Kaynağı AA olan haberlerde, yeni kurulan fon ile evlenecek gençlere ilk 2 yıl ödemesiz, 4 yılda geri ödeme şartıyla 150 bin lira faizsiz kredi verilmesinin öngörüldüğü parlatılarak “babacan devlet iş başında” imajı pekiştirilmeye çalışıldı. Aile ve Sosyal Hizmetler Bakanı Mahinur Özdemir Göktaş’ın “Fon aracılığıyla gençlerin girişimlerine, gelişimlerine ve sosyal risklerden korunması projelerine de destek olacağız” şeklindeki sözleri sayfaları süsledi.
Oysa Aile ve Gençlik Fonu’na dair öne çıkarılanlar, hakikati gözden kaçırmak için hazırlanmış bir örtüydü. BirGün’de gerek ilk günkü gerekse de dünkü Hüseyin Şimşek imzalı haberimizde fonun gerçekte ne amaçla kullanılacağını anlatmaya çalıştık. Bahadır Özgür’ün Gazete Duvar’daki yazısı da meseleye etraflıca ışık tuttu.

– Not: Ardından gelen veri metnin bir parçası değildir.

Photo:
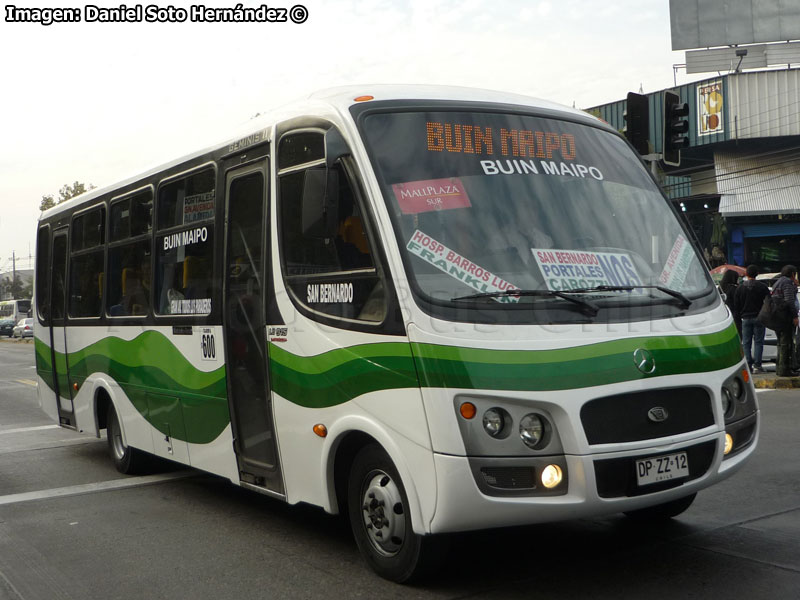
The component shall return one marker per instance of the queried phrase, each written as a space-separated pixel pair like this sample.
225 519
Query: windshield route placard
467 272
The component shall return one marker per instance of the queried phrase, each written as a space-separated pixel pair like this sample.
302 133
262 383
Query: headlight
493 422
531 430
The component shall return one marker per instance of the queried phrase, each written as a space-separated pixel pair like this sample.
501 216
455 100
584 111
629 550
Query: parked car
23 329
7 327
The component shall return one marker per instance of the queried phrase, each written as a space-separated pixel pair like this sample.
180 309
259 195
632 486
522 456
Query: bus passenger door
58 334
247 364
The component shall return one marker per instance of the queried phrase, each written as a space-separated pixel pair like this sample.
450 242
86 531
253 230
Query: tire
662 512
381 521
127 460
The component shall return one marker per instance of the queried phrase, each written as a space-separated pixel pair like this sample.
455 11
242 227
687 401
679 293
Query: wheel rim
383 513
117 445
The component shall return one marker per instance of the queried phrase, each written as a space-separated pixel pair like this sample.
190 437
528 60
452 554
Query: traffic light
637 122
676 126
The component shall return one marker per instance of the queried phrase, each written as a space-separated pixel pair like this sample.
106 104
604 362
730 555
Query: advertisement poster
710 108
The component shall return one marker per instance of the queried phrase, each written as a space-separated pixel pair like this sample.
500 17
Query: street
72 527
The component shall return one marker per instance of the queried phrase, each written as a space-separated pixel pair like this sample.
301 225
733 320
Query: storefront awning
766 184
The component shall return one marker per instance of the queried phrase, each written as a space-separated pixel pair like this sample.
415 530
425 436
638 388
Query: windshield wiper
587 307
685 302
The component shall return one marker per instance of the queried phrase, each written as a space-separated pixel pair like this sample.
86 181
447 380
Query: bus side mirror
335 147
320 203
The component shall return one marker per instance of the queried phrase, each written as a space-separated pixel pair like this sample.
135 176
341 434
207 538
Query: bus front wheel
381 520
126 459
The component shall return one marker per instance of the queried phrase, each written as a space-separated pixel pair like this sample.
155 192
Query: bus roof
338 100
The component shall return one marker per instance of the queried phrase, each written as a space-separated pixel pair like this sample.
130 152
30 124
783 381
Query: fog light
728 443
493 422
551 476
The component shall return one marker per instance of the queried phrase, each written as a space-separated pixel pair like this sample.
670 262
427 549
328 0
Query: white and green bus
433 309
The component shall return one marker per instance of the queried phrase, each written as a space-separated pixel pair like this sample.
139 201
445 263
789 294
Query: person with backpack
747 302
785 289
728 286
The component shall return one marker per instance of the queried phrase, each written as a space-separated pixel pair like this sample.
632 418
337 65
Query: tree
64 194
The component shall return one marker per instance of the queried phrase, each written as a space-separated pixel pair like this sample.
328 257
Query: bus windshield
486 203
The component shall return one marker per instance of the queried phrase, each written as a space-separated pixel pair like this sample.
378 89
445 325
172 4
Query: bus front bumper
595 485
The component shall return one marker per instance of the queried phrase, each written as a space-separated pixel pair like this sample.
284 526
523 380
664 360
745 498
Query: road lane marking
26 429
92 488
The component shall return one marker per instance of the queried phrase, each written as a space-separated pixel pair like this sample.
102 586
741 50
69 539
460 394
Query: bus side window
336 276
129 256
86 263
184 277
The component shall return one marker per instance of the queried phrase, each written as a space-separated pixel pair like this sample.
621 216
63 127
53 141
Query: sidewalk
769 380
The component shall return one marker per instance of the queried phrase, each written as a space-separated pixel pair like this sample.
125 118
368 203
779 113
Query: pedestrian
747 302
786 289
728 285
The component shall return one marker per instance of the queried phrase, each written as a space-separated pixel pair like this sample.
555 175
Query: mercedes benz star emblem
658 414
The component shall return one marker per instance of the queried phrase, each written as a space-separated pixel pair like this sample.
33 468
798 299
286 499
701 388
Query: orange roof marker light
468 410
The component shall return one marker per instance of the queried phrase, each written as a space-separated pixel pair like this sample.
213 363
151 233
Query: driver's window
335 276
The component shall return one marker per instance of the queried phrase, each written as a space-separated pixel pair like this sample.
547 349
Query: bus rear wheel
662 512
126 459
381 521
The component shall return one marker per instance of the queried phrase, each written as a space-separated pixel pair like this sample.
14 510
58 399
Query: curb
775 383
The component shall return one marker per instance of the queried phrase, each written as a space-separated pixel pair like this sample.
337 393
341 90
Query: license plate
661 468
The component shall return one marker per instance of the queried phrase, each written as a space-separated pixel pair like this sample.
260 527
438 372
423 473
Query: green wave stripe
44 363
336 376
152 371
171 393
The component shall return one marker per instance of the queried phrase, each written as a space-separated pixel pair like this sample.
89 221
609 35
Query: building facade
738 184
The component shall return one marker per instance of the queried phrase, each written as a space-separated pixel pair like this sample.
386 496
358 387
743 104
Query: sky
98 102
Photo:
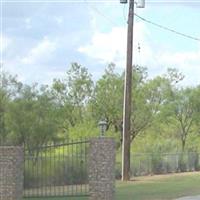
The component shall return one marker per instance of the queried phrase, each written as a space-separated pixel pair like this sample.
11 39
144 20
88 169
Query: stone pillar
102 168
11 173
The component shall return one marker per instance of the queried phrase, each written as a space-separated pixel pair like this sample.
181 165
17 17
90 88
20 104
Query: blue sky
41 38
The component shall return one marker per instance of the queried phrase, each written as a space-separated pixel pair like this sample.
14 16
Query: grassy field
161 187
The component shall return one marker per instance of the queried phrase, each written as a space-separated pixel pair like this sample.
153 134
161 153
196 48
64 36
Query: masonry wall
11 173
102 169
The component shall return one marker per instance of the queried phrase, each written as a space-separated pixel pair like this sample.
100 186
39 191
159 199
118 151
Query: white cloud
4 43
28 23
41 52
111 46
59 20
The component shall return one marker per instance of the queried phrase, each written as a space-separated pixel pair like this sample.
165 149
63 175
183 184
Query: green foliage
163 114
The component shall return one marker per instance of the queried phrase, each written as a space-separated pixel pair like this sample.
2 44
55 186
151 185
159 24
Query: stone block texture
102 168
11 173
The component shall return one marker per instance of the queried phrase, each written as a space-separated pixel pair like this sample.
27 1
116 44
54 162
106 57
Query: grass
162 187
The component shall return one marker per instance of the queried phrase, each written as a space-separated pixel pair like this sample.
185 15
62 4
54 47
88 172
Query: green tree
31 117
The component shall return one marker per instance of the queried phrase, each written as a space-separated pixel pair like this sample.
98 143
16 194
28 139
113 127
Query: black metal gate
56 170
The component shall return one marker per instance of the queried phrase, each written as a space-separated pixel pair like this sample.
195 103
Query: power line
168 29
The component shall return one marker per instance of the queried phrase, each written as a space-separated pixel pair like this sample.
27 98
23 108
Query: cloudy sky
40 38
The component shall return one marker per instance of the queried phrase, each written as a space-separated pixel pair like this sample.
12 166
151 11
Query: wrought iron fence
56 170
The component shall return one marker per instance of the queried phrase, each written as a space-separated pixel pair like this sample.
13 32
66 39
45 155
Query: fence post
11 173
102 168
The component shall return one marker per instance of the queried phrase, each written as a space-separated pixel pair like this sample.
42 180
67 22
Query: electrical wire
168 29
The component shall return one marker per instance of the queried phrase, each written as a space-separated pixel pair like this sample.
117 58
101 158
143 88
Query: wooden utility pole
127 98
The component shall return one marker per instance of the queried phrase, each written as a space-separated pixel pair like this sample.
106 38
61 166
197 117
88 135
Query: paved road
190 198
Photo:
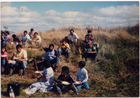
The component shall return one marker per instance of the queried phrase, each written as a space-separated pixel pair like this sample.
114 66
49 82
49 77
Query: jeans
55 60
65 88
85 85
67 52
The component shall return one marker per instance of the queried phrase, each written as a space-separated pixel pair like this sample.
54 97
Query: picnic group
65 81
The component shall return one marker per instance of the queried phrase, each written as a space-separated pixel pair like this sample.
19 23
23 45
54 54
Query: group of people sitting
31 38
65 81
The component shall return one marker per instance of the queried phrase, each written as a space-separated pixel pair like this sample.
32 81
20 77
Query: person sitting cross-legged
65 82
90 51
52 55
46 82
64 49
82 76
19 60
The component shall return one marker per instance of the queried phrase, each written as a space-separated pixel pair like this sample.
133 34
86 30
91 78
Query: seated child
4 58
65 77
82 76
46 82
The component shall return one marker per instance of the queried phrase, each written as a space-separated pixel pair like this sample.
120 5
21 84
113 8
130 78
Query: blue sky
43 16
62 6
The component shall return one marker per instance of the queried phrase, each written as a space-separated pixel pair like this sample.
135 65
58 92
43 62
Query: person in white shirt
72 37
25 38
82 76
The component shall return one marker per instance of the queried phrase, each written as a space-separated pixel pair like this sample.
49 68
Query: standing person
65 77
4 58
19 60
52 56
82 76
46 82
31 34
25 38
16 40
89 36
72 37
8 37
90 51
36 39
64 49
3 39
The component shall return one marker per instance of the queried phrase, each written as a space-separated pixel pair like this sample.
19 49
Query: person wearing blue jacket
52 55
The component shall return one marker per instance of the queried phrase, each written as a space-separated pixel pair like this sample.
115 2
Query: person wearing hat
90 51
89 36
65 82
36 39
72 37
25 38
64 49
31 34
16 40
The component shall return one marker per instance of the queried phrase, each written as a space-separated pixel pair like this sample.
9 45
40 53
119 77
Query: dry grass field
115 74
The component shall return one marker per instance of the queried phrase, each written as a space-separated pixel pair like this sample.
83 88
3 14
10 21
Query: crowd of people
65 81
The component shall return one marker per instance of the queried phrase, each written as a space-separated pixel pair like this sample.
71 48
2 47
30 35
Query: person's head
32 30
35 34
71 31
89 32
2 34
14 36
7 33
63 42
47 64
25 32
3 49
81 64
19 47
90 43
51 47
65 70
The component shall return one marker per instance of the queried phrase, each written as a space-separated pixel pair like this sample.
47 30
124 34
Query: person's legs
85 85
68 53
59 52
79 86
3 62
24 64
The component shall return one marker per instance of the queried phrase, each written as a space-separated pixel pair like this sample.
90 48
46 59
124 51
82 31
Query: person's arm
77 77
12 58
45 49
85 76
25 57
44 77
56 54
94 49
86 39
67 46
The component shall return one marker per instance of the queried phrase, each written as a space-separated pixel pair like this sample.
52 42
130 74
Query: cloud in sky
18 19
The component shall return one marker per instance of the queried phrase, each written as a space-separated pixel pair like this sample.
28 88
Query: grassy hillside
116 73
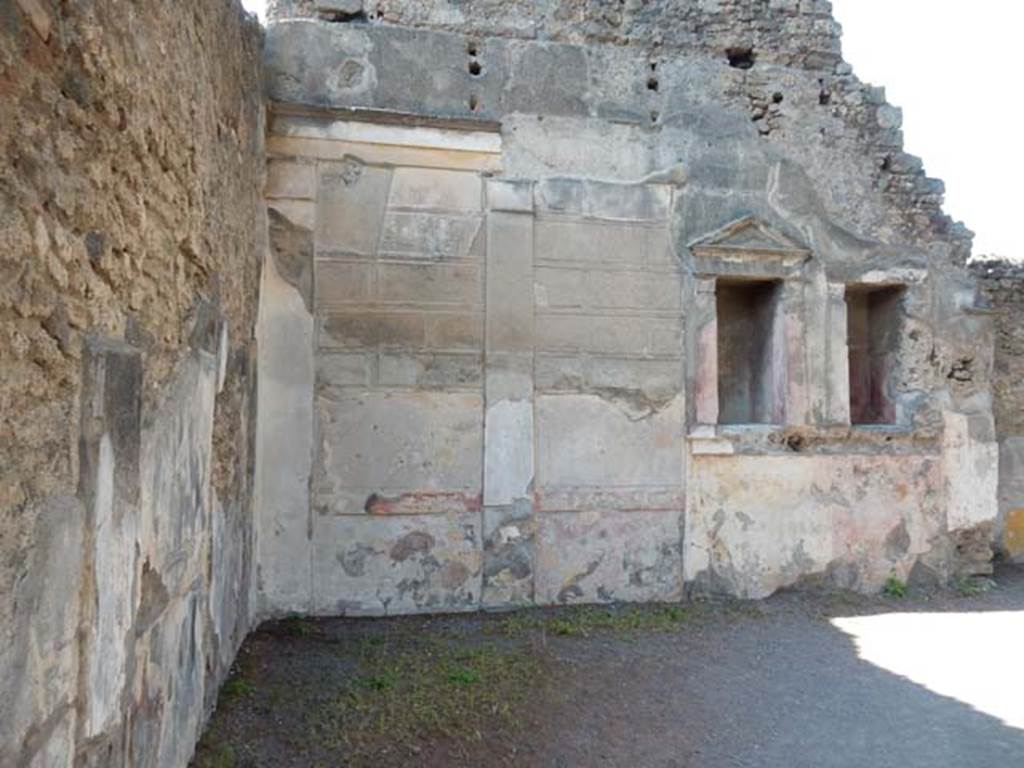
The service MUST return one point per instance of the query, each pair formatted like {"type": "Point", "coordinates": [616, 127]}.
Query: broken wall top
{"type": "Point", "coordinates": [756, 103]}
{"type": "Point", "coordinates": [794, 33]}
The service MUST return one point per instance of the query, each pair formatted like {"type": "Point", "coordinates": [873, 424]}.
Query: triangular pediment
{"type": "Point", "coordinates": [749, 235]}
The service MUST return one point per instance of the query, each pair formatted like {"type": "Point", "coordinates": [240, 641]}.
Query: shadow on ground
{"type": "Point", "coordinates": [716, 684]}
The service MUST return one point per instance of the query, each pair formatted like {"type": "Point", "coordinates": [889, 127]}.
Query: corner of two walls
{"type": "Point", "coordinates": [131, 211]}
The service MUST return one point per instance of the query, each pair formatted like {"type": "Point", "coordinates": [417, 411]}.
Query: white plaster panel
{"type": "Point", "coordinates": [606, 556]}
{"type": "Point", "coordinates": [586, 439]}
{"type": "Point", "coordinates": [382, 564]}
{"type": "Point", "coordinates": [757, 523]}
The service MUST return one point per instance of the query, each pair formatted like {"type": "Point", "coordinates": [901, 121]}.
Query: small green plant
{"type": "Point", "coordinates": [968, 587]}
{"type": "Point", "coordinates": [296, 627]}
{"type": "Point", "coordinates": [894, 588]}
{"type": "Point", "coordinates": [380, 681]}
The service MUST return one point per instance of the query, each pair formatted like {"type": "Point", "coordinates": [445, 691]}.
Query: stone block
{"type": "Point", "coordinates": [432, 189]}
{"type": "Point", "coordinates": [597, 557]}
{"type": "Point", "coordinates": [341, 330]}
{"type": "Point", "coordinates": [605, 335]}
{"type": "Point", "coordinates": [617, 438]}
{"type": "Point", "coordinates": [431, 236]}
{"type": "Point", "coordinates": [509, 535]}
{"type": "Point", "coordinates": [546, 79]}
{"type": "Point", "coordinates": [429, 284]}
{"type": "Point", "coordinates": [509, 289]}
{"type": "Point", "coordinates": [350, 206]}
{"type": "Point", "coordinates": [656, 379]}
{"type": "Point", "coordinates": [432, 372]}
{"type": "Point", "coordinates": [632, 290]}
{"type": "Point", "coordinates": [627, 202]}
{"type": "Point", "coordinates": [392, 565]}
{"type": "Point", "coordinates": [294, 179]}
{"type": "Point", "coordinates": [508, 466]}
{"type": "Point", "coordinates": [560, 373]}
{"type": "Point", "coordinates": [560, 288]}
{"type": "Point", "coordinates": [456, 332]}
{"type": "Point", "coordinates": [335, 370]}
{"type": "Point", "coordinates": [403, 450]}
{"type": "Point", "coordinates": [510, 197]}
{"type": "Point", "coordinates": [587, 243]}
{"type": "Point", "coordinates": [342, 282]}
{"type": "Point", "coordinates": [39, 671]}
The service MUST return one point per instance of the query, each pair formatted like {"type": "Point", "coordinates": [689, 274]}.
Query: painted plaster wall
{"type": "Point", "coordinates": [628, 179]}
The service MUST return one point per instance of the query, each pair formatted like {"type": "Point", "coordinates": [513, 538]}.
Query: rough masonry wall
{"type": "Point", "coordinates": [622, 61]}
{"type": "Point", "coordinates": [1003, 284]}
{"type": "Point", "coordinates": [130, 176]}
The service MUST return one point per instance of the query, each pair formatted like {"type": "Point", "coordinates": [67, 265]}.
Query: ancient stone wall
{"type": "Point", "coordinates": [511, 273]}
{"type": "Point", "coordinates": [131, 142]}
{"type": "Point", "coordinates": [1003, 283]}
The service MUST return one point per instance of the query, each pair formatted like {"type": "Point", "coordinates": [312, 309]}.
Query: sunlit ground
{"type": "Point", "coordinates": [977, 658]}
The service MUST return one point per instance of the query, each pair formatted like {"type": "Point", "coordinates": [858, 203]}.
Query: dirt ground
{"type": "Point", "coordinates": [829, 679]}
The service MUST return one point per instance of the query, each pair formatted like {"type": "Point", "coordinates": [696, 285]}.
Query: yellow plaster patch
{"type": "Point", "coordinates": [1014, 537]}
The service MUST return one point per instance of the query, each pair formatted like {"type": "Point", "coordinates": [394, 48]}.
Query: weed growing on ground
{"type": "Point", "coordinates": [894, 588]}
{"type": "Point", "coordinates": [968, 587]}
{"type": "Point", "coordinates": [219, 756]}
{"type": "Point", "coordinates": [436, 687]}
{"type": "Point", "coordinates": [297, 627]}
{"type": "Point", "coordinates": [587, 621]}
{"type": "Point", "coordinates": [237, 687]}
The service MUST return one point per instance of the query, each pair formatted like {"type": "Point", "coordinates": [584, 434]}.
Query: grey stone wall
{"type": "Point", "coordinates": [131, 233]}
{"type": "Point", "coordinates": [1003, 284]}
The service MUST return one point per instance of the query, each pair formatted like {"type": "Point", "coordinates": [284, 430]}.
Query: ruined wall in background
{"type": "Point", "coordinates": [1003, 284]}
{"type": "Point", "coordinates": [642, 155]}
{"type": "Point", "coordinates": [131, 142]}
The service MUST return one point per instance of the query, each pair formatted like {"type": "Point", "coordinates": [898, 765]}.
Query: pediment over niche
{"type": "Point", "coordinates": [749, 237]}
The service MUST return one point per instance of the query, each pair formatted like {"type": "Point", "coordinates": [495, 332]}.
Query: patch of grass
{"type": "Point", "coordinates": [297, 627]}
{"type": "Point", "coordinates": [894, 588]}
{"type": "Point", "coordinates": [434, 687]}
{"type": "Point", "coordinates": [972, 587]}
{"type": "Point", "coordinates": [219, 756]}
{"type": "Point", "coordinates": [586, 621]}
{"type": "Point", "coordinates": [237, 687]}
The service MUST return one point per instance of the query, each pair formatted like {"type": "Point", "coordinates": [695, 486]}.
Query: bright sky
{"type": "Point", "coordinates": [952, 67]}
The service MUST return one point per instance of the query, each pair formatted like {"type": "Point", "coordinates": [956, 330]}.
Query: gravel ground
{"type": "Point", "coordinates": [933, 679]}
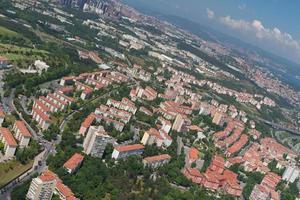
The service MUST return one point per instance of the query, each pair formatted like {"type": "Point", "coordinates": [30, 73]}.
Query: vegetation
{"type": "Point", "coordinates": [27, 154]}
{"type": "Point", "coordinates": [12, 169]}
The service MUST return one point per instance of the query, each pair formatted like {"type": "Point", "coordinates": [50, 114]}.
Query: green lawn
{"type": "Point", "coordinates": [11, 170]}
{"type": "Point", "coordinates": [7, 32]}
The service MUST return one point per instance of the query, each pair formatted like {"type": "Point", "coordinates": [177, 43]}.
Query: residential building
{"type": "Point", "coordinates": [73, 163]}
{"type": "Point", "coordinates": [3, 62]}
{"type": "Point", "coordinates": [156, 161]}
{"type": "Point", "coordinates": [2, 116]}
{"type": "Point", "coordinates": [85, 125]}
{"type": "Point", "coordinates": [181, 123]}
{"type": "Point", "coordinates": [291, 173]}
{"type": "Point", "coordinates": [193, 174]}
{"type": "Point", "coordinates": [127, 150]}
{"type": "Point", "coordinates": [95, 141]}
{"type": "Point", "coordinates": [47, 184]}
{"type": "Point", "coordinates": [10, 145]}
{"type": "Point", "coordinates": [42, 187]}
{"type": "Point", "coordinates": [22, 134]}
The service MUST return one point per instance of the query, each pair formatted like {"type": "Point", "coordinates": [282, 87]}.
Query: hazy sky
{"type": "Point", "coordinates": [271, 24]}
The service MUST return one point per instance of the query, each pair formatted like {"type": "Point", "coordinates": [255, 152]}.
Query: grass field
{"type": "Point", "coordinates": [11, 170]}
{"type": "Point", "coordinates": [7, 32]}
{"type": "Point", "coordinates": [22, 57]}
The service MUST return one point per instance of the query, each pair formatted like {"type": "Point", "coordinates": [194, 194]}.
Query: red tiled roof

Kanuna göre, devletin petrol ve maden gelirlerindeki hakkının yüzde 20’si bu fona aktarılacak. Cumhurbaşkanlığı’na bağlı Strateji ve Bütçe Başkanlığı’nın, gelecek yıl devlet hissesi doğrultusunda petrol ve madenlerden gelecek geliri toplamda 16,7 milyar lira olarak tahmin ettiği düşünülürse, yeni fona 2024’te 3,3 milyar lira sadece bu yolla akıtılacak. Üstelik bu oranı iki katına çıkarma yetkisi de Erdoğan’da olacak.
Ayrıca partili Cumhurbaşkanı’nın kararıyla, kurulu bulunan ve gelecekte kurulacak olan fonların gelirlerinden yüzde 10’luk dilim de buraya transfer edilebilecek. Fon nakdi bağış da alacak; bağışlar elbette gelirden düşülerek vergi avantajına kapı açacak. Anlayacağınız her şey bu fon kurumasın diye ayarlanmış.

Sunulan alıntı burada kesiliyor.